Evakuierungen im Nahostkonflikt
Botschaften helfen Dutzenden Bürgern
Die Evakuierung aus dem Iran erwies sich als besonders schwierig, denn das Land wird großflächig durch Israel bombardiert. Außenminister Péter Szijjártó sprach deshalb von einer gründlichen Planung, die notwendig war, um sechs Bürger außer Landes zu bringen und anschließend auch das vollständige Botschaftspersonal zu evakuieren. Die Rettungsaktion aus Teheran erfolgte mit mehreren Pkw, die nach mehr als 500 km Fahrt und langen Wartezeiten am frühen Donnerstagmorgen die Grenze zu Aserbaidschan passieren konnten. Die Staatsbürger wurden auf der anderen Seite der Grenze von Mitarbeitern der Botschaft in Baku in Empfang genommen. Ihr Transfer in die Hauptstadt Aserbaidschans ist geschehen, so dass nun die Heimreise auf dem Luftweg aus Baku organisiert wird.
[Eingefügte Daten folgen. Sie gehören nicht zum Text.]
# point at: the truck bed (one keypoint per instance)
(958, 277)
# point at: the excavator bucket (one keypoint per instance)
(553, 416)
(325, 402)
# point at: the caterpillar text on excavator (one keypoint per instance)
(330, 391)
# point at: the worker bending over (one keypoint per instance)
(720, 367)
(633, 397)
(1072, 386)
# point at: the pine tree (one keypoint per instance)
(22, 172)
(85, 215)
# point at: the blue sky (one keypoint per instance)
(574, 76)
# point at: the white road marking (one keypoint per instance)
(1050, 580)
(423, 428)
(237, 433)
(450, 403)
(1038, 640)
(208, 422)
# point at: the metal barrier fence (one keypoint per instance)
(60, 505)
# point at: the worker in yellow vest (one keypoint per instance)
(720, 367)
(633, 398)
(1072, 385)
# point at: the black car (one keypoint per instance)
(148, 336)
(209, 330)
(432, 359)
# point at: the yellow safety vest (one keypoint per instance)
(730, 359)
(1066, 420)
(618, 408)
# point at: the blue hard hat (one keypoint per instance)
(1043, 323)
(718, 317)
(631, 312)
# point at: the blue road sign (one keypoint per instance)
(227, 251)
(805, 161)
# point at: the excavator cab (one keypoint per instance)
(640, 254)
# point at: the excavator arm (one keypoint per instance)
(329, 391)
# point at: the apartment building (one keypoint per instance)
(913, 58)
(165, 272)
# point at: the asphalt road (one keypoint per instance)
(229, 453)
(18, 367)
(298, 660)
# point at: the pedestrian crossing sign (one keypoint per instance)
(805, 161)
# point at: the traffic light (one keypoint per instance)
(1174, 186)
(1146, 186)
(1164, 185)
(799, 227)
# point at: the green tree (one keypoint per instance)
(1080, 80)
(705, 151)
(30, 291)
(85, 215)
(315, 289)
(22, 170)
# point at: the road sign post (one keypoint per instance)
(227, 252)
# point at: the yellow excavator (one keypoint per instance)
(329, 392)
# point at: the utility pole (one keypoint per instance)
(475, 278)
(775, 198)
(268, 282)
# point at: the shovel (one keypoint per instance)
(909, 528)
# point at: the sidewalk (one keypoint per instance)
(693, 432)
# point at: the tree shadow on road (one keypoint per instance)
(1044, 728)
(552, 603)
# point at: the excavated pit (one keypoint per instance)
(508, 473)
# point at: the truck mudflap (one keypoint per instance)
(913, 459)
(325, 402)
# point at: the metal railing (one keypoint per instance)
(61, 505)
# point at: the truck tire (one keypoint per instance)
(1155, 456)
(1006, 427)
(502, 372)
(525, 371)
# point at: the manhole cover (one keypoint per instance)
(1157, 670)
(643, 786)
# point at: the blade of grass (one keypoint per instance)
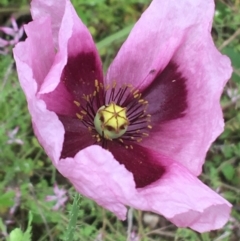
(116, 36)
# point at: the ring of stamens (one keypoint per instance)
(123, 118)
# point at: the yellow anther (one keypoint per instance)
(79, 116)
(83, 112)
(135, 92)
(114, 84)
(76, 103)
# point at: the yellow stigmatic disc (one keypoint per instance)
(111, 121)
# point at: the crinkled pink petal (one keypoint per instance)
(37, 51)
(33, 63)
(8, 31)
(14, 24)
(177, 32)
(52, 8)
(178, 195)
(76, 62)
(3, 43)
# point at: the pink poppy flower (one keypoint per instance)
(139, 136)
(14, 33)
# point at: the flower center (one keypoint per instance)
(111, 121)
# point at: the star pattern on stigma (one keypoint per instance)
(119, 116)
(122, 118)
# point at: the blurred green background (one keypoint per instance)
(27, 176)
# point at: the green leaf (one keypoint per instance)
(18, 235)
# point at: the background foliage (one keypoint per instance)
(27, 176)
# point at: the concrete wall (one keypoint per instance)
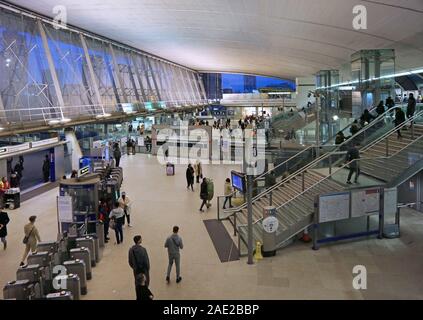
(75, 148)
(304, 85)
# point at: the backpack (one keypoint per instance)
(210, 189)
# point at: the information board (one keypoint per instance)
(64, 208)
(141, 141)
(334, 207)
(364, 202)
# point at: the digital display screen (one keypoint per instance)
(238, 181)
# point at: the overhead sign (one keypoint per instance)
(45, 142)
(17, 148)
(270, 224)
(83, 171)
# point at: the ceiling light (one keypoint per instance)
(54, 121)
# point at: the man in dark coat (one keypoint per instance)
(117, 154)
(138, 260)
(411, 107)
(399, 119)
(46, 169)
(190, 177)
(204, 194)
(4, 220)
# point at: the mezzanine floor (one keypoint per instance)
(395, 267)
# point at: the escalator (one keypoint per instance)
(389, 161)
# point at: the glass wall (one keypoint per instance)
(49, 74)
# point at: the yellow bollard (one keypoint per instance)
(258, 256)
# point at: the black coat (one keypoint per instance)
(190, 174)
(352, 154)
(204, 191)
(4, 220)
(399, 117)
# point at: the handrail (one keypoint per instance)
(396, 152)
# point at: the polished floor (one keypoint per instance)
(394, 267)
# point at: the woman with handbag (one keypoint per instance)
(31, 238)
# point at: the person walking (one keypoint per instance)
(142, 290)
(352, 156)
(46, 169)
(228, 193)
(4, 220)
(117, 154)
(30, 239)
(390, 103)
(138, 260)
(399, 120)
(204, 194)
(174, 244)
(380, 109)
(198, 170)
(118, 217)
(125, 204)
(103, 210)
(190, 177)
(411, 107)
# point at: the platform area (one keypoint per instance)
(296, 272)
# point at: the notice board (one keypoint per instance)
(365, 202)
(334, 207)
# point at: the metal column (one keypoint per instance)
(137, 73)
(154, 79)
(116, 73)
(52, 68)
(249, 204)
(92, 74)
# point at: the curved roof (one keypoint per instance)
(283, 38)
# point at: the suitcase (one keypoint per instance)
(78, 267)
(31, 272)
(88, 242)
(71, 283)
(98, 252)
(19, 290)
(42, 258)
(170, 169)
(63, 295)
(84, 255)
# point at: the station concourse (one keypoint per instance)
(276, 120)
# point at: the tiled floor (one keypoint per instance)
(394, 267)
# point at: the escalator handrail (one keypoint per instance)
(327, 155)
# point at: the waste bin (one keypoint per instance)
(170, 169)
(270, 225)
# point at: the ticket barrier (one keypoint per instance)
(71, 283)
(19, 290)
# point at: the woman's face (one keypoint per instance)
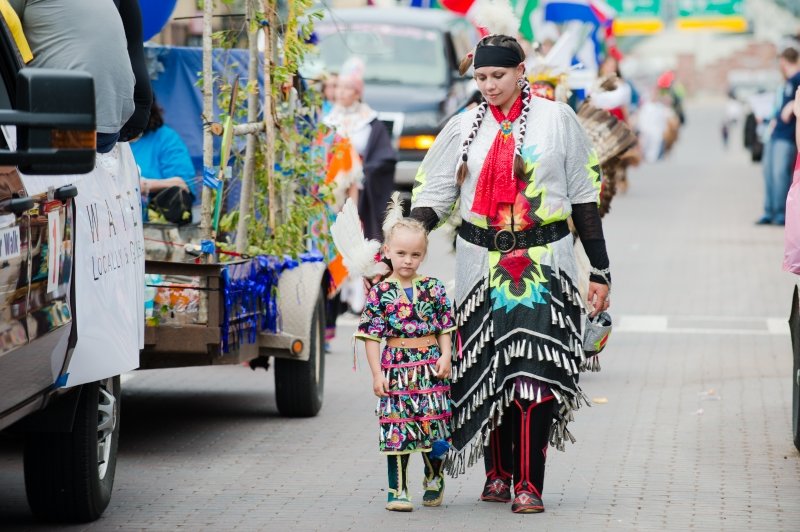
(498, 85)
(346, 93)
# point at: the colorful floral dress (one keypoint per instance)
(416, 412)
(519, 314)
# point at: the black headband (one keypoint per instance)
(498, 56)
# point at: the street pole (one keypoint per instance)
(246, 198)
(269, 8)
(208, 116)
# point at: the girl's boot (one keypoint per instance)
(497, 459)
(398, 499)
(531, 422)
(434, 480)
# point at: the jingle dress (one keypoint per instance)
(416, 412)
(520, 317)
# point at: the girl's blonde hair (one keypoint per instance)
(411, 224)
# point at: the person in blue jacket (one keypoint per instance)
(167, 173)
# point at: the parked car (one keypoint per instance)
(411, 74)
(71, 432)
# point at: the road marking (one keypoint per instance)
(726, 325)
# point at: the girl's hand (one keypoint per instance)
(599, 298)
(797, 102)
(369, 283)
(380, 386)
(443, 367)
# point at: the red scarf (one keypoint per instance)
(497, 183)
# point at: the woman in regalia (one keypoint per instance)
(520, 165)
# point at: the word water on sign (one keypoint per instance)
(9, 243)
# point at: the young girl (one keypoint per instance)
(411, 375)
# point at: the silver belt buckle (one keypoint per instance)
(505, 240)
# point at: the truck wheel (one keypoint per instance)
(299, 384)
(69, 475)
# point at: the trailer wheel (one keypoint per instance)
(794, 330)
(299, 384)
(69, 475)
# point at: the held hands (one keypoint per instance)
(443, 367)
(599, 298)
(380, 386)
(385, 270)
(788, 111)
(796, 103)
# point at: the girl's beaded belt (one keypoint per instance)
(506, 240)
(411, 343)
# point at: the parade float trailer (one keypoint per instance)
(211, 304)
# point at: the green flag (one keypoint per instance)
(524, 9)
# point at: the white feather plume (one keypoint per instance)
(358, 253)
(497, 16)
(394, 213)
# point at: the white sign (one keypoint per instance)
(9, 243)
(109, 266)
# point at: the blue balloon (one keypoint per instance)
(155, 15)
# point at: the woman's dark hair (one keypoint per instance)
(156, 117)
(505, 41)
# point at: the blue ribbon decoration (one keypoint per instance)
(250, 297)
(210, 179)
(208, 247)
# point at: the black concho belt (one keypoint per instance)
(506, 240)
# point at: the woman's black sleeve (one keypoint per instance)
(587, 222)
(427, 216)
(142, 92)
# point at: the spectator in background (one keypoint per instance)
(167, 172)
(103, 39)
(780, 151)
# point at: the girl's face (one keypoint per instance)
(608, 67)
(346, 93)
(406, 249)
(498, 85)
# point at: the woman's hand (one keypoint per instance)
(599, 298)
(443, 367)
(380, 386)
(368, 283)
(796, 105)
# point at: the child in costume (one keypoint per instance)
(411, 373)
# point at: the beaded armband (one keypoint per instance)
(601, 276)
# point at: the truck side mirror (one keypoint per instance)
(55, 121)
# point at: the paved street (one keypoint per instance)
(690, 430)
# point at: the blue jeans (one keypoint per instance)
(779, 159)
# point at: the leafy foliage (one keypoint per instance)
(299, 172)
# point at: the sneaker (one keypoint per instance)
(496, 490)
(434, 491)
(399, 503)
(527, 503)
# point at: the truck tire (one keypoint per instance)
(69, 475)
(299, 384)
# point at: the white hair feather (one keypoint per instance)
(394, 213)
(358, 253)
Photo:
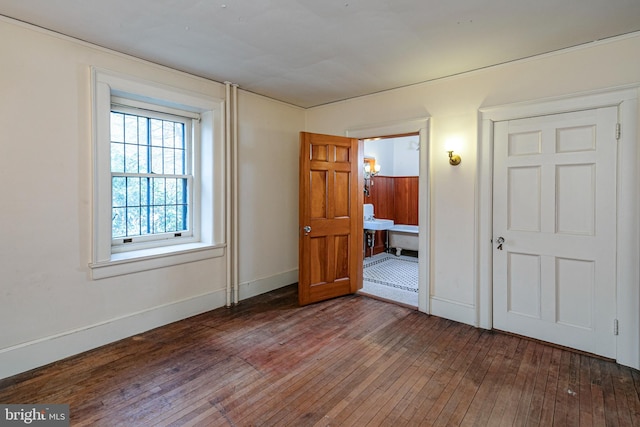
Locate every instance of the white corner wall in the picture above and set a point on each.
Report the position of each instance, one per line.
(453, 105)
(49, 306)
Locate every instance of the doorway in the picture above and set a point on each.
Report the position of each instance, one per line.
(421, 127)
(391, 200)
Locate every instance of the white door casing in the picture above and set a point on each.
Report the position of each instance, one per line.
(554, 276)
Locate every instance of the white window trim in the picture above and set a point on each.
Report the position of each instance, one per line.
(211, 240)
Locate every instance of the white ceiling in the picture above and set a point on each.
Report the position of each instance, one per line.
(312, 52)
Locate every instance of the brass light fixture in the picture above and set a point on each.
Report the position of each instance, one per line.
(454, 159)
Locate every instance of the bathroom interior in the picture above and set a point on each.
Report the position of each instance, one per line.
(391, 170)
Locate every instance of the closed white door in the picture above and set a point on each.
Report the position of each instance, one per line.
(555, 229)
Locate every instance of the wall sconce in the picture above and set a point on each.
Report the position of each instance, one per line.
(371, 169)
(454, 159)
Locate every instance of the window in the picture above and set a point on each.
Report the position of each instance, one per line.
(151, 176)
(158, 191)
„Da wir jeden Bürger, der im Iran um konsularische Hilfe bat, evakuieren konnten, habe ich alle Mitarbeiter der Botschaft in Teheran angewiesen, mit ihren Familien den Iran zu verlassen. Es handelt sich einschließlich der Ehegatten und Kinder um 15 Personen. Solange sich die Sicherheitslage im Iran nicht bessert, wird die Botschaft ihre Tätigkeit von Baku aus fortsetzen“, erklärte Szijjártó.
Noch am Mittwochabend gab das Außenministerium bekannt, weitere 13 Ungarn aus Jordanien evakuiert zu haben. Bei insgesamt drei mit der Slowakei abgestimmten Aktionen wurden alle 26 ungarischen Bürger – mit Flügen nach Bratislava – in Sicherheit gebracht, die sich dort an die Botschaft gewandt hatten.